Her fake sister, Harley, was clutching the antique silver necklace she had stolen from Jessie—an heirloom that secretly contained a magical spatial dimension.
When the infected swarmed them, her biological mother didn't even look back.
"Jessie is just white trash, she is perfectly suited to buy us time to run!"
Harley used Jessie's stolen necklace to live in absolute safety and luxury, while Jessie's windpipe was ripped out in the rotting wasteland.
Until she died, Jessie didn't understand. She was their true flesh and blood.
Why did her parents hate her so much? Why was she sacrificed so easily while the fake daughter got everything?
Opening her eyes again, the blinding glare of a crystal chandelier stabbed into her retinas.
She was back in the Manhattan penthouse on the exact day they sold her off.
This time, Jessie calmly signed the marriage contract, demanded a one hundred million dollar buyout, and walked out to prepare for the apocalypse.
Chapters
Share
Chapter 4
The cab rolled to a stop in front of massive, wrought-iron gothic gates.
Jessie paid the driver, stepped out into the crisp air, and stood before the imposing entrance.

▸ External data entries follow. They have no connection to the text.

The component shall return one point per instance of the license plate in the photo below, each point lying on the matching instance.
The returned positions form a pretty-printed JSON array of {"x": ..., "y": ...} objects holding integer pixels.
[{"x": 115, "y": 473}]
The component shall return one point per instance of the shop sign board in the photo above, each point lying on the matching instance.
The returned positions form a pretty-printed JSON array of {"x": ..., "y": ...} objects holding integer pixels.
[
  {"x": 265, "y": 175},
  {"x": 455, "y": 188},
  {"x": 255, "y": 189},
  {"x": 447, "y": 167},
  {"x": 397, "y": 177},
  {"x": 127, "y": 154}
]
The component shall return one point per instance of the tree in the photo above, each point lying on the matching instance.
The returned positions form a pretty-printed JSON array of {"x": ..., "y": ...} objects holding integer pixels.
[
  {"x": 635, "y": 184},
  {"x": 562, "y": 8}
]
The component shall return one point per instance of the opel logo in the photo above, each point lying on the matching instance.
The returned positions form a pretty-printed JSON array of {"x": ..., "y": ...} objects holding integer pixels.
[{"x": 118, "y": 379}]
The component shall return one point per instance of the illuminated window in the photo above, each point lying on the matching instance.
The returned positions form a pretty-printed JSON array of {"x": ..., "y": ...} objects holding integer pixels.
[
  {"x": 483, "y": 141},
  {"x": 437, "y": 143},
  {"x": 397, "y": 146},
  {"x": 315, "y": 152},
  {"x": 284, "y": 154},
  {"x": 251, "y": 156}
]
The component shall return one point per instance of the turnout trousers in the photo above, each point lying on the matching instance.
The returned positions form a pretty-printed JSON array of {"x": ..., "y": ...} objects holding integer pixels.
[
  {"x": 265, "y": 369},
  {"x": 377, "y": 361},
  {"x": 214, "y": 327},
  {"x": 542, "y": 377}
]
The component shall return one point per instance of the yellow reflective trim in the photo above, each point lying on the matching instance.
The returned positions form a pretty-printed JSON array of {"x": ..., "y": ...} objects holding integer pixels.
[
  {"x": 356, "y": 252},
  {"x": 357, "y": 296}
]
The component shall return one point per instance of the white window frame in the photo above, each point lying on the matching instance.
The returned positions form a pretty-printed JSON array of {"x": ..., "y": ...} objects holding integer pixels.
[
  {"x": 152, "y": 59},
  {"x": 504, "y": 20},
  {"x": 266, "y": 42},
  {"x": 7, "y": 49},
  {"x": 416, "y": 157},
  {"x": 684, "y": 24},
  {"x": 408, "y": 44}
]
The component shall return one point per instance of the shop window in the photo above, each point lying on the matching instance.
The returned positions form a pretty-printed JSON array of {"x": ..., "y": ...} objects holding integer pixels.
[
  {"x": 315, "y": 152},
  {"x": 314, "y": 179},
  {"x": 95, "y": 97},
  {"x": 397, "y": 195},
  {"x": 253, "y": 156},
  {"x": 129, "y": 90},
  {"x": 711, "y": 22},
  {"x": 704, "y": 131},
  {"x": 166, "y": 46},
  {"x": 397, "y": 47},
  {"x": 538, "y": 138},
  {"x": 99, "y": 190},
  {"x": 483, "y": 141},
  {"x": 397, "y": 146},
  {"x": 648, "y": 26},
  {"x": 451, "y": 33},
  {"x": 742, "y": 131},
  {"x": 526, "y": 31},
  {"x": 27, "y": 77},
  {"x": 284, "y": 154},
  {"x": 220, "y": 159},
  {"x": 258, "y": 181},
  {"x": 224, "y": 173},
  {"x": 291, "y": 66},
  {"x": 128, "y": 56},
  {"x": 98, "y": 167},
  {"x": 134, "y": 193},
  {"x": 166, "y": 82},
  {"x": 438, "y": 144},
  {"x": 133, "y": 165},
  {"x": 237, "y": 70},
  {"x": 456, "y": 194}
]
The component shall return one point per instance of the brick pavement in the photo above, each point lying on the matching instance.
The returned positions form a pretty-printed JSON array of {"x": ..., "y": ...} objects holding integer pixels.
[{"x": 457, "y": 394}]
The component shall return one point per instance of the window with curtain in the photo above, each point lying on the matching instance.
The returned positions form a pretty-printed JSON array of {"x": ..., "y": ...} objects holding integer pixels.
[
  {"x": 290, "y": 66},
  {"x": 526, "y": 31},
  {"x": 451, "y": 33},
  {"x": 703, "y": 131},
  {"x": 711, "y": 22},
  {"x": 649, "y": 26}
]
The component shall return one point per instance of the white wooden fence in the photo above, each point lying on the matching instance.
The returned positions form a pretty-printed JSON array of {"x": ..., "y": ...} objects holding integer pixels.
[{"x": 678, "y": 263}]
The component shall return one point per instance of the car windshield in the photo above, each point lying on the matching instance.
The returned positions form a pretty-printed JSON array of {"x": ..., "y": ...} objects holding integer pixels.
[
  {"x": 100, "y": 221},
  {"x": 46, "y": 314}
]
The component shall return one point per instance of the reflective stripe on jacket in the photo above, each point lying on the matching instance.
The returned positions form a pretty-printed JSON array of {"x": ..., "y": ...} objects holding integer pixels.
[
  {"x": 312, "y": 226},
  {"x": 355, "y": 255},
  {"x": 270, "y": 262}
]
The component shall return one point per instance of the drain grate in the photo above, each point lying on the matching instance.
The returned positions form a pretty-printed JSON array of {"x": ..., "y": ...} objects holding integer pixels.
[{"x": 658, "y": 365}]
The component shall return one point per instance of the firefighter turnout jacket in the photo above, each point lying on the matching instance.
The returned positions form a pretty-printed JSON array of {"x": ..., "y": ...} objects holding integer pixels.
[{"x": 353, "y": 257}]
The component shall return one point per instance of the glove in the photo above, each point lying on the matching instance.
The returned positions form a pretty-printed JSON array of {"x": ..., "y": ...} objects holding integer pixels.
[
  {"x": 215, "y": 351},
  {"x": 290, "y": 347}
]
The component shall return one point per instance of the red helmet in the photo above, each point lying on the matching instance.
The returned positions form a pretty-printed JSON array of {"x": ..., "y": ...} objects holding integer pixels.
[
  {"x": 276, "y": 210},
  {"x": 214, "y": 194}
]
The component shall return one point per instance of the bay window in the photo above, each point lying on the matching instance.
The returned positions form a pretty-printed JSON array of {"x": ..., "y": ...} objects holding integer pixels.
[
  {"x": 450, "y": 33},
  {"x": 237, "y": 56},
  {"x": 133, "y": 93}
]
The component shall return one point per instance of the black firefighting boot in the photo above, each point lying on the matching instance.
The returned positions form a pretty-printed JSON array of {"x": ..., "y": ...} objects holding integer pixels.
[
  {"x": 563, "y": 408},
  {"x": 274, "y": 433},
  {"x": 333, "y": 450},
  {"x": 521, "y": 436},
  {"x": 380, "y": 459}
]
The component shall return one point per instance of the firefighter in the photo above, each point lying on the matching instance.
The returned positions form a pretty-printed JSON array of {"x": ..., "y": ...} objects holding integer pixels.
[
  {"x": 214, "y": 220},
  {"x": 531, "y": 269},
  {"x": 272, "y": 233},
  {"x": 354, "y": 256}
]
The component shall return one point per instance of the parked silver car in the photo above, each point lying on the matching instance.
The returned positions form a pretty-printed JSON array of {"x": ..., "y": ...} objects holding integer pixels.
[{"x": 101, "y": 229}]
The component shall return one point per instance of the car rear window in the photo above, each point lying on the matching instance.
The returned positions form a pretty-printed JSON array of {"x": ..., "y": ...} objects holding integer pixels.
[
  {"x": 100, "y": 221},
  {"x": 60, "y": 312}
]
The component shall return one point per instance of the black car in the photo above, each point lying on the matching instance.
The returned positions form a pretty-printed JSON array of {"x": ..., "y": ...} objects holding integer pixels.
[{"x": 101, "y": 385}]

She pressed the intercom button and stated her name. With a heavy, grinding mechanical groan, the gates slowly parted.
She dragged her suitcase up the long driveway. The gravel crunched under her shoes. Thick, dark ivy crawled up the stone walls of the estate, giving the place an oppressive, suffocating atmosphere.
Arthur Finch, the head butler, was already waiting at the top of the stone steps. His tuxedo was immaculate, his posture rigid, and his eyes held a deep, unreadable intelligence.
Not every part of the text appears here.